Hacker News new | ask | show | jobs
by cs702 1000 days ago
Thank you for posting on HN and clarifying that. I was so off-the-mark! I'm used to the convention in most deep-learning papers of using N for time steps and D for number of dimensions.

Your work looks more interesting to me now, even though cubic time and quadratic space in the number of dimensions are still a significant drag.

Consider: State-of-the-art models often work with dimensions 2-3 orders of magnitude greater than 64. For example, LLaMA 2 models operate on visible and hidden states on 4096 and 11008 dimensions, respectively.

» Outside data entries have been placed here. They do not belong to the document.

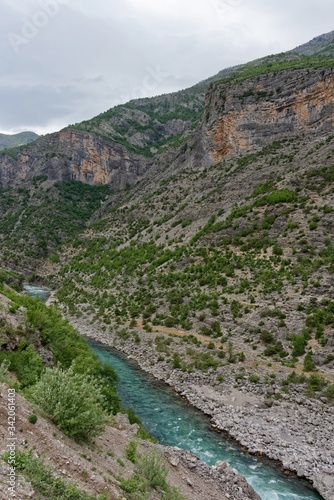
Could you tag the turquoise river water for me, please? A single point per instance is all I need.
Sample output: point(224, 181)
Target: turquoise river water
point(175, 423)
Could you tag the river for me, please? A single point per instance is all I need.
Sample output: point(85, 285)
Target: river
point(175, 423)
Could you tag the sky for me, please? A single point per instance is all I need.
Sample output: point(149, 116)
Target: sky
point(64, 61)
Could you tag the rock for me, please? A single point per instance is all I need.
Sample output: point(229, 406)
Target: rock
point(324, 483)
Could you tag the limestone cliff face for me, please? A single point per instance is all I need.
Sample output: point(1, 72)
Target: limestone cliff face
point(254, 113)
point(74, 155)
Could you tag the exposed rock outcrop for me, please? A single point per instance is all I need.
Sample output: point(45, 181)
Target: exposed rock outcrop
point(254, 113)
point(74, 155)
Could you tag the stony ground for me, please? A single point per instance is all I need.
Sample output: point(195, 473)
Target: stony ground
point(95, 467)
point(291, 428)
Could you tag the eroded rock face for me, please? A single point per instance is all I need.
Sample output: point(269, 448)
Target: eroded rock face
point(324, 483)
point(252, 114)
point(74, 155)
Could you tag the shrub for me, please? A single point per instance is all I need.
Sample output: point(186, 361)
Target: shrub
point(32, 419)
point(309, 364)
point(153, 467)
point(131, 451)
point(44, 482)
point(73, 401)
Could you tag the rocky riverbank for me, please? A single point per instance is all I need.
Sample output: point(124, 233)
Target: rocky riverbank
point(97, 469)
point(293, 429)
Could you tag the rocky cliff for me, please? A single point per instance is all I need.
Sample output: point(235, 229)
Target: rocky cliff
point(254, 113)
point(73, 155)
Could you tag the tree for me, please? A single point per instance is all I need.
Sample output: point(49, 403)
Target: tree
point(73, 401)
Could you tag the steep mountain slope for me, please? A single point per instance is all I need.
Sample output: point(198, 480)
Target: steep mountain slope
point(40, 214)
point(214, 266)
point(118, 146)
point(10, 141)
point(49, 463)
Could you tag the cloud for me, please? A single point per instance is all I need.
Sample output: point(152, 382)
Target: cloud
point(79, 58)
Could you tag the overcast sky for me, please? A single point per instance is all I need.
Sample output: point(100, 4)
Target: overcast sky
point(64, 61)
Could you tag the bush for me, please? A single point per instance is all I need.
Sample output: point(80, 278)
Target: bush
point(32, 419)
point(44, 482)
point(309, 364)
point(153, 467)
point(131, 451)
point(73, 401)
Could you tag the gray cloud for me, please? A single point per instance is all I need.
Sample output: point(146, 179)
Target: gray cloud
point(63, 61)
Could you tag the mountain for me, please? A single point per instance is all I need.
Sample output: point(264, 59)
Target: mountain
point(10, 141)
point(194, 232)
point(52, 459)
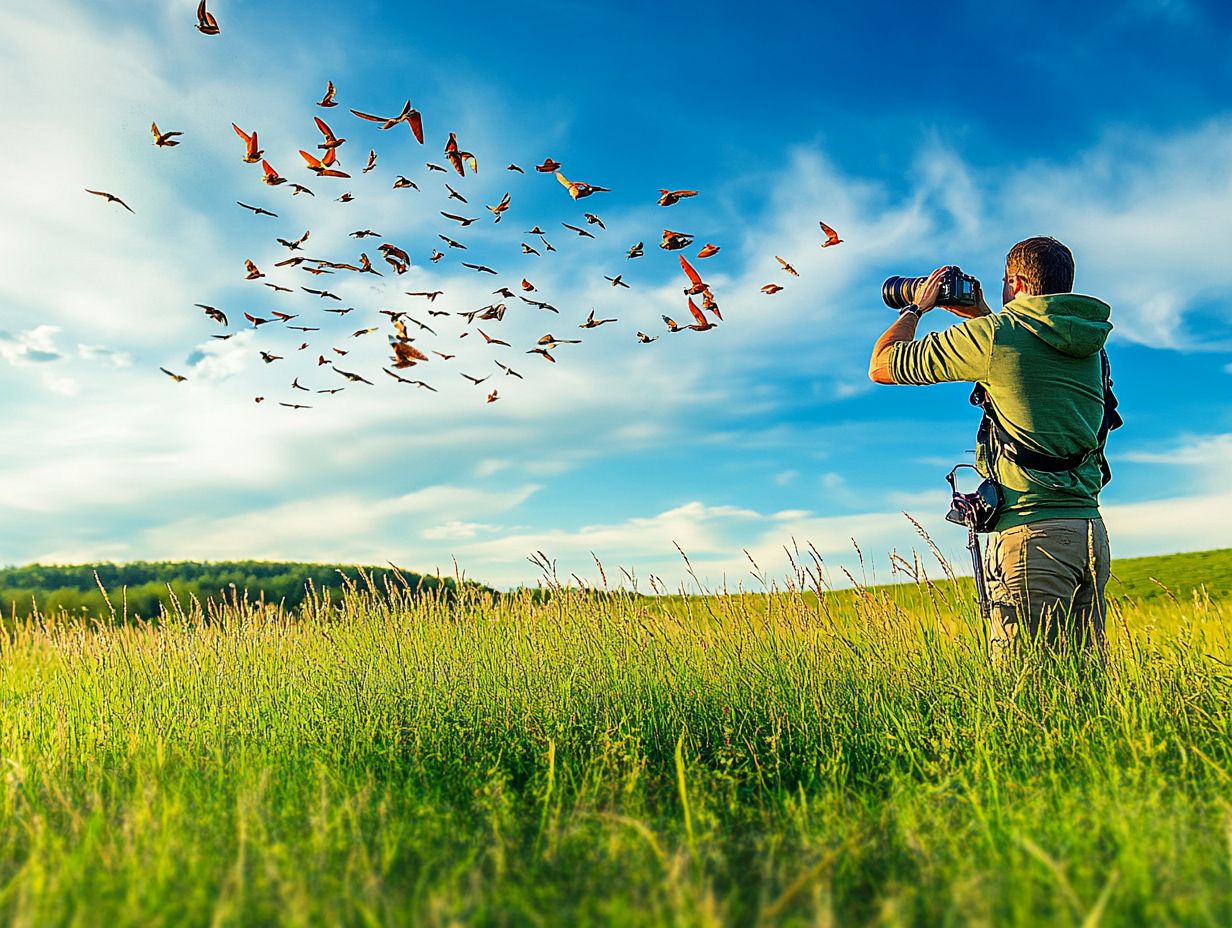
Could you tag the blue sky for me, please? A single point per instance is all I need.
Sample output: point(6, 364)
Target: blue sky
point(923, 136)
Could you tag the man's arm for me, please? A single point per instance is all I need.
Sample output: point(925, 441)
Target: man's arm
point(903, 329)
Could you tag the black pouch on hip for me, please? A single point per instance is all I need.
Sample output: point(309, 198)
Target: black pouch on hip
point(980, 509)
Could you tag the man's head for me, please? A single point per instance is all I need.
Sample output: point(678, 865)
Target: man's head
point(1037, 265)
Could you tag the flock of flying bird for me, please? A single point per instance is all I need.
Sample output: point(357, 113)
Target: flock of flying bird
point(405, 355)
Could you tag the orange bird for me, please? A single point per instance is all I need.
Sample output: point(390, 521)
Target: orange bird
point(206, 22)
point(669, 197)
point(702, 323)
point(457, 158)
point(251, 153)
point(323, 166)
point(696, 285)
point(577, 189)
point(332, 141)
point(164, 139)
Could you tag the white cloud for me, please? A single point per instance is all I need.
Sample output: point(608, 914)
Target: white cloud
point(200, 470)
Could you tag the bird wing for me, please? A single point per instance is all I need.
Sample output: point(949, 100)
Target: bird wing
point(689, 270)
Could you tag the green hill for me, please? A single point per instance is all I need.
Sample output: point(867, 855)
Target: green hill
point(141, 587)
point(143, 584)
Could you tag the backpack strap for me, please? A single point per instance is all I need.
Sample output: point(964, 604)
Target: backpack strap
point(991, 429)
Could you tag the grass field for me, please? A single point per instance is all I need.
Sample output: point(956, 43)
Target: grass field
point(784, 758)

Anyway, thank you again! I'm adding your paper to my reading list.

1 comments

Yes, sorry for that. I'm coming from physics, so L for sequence length and n for the number of dimensions make more sense :D

I agree with the cubic time and quadratic space is a big limitation for now and I'm looking for ways to make them linear (or close to linear).

> I'm coming from physics

I figured as much :-) because using n and m for vector and linear map dimensions is actually the older, more established convention.

> I'm looking for ways to make them linear (or close to linear)

The holy grail in AI research right now. I imagine you're looking, or have looked, at mapping models to frequency space to make complexity O(n log n). Take a look at the work the Hazy Research folks have been doing at Stanford -- if you haven't already.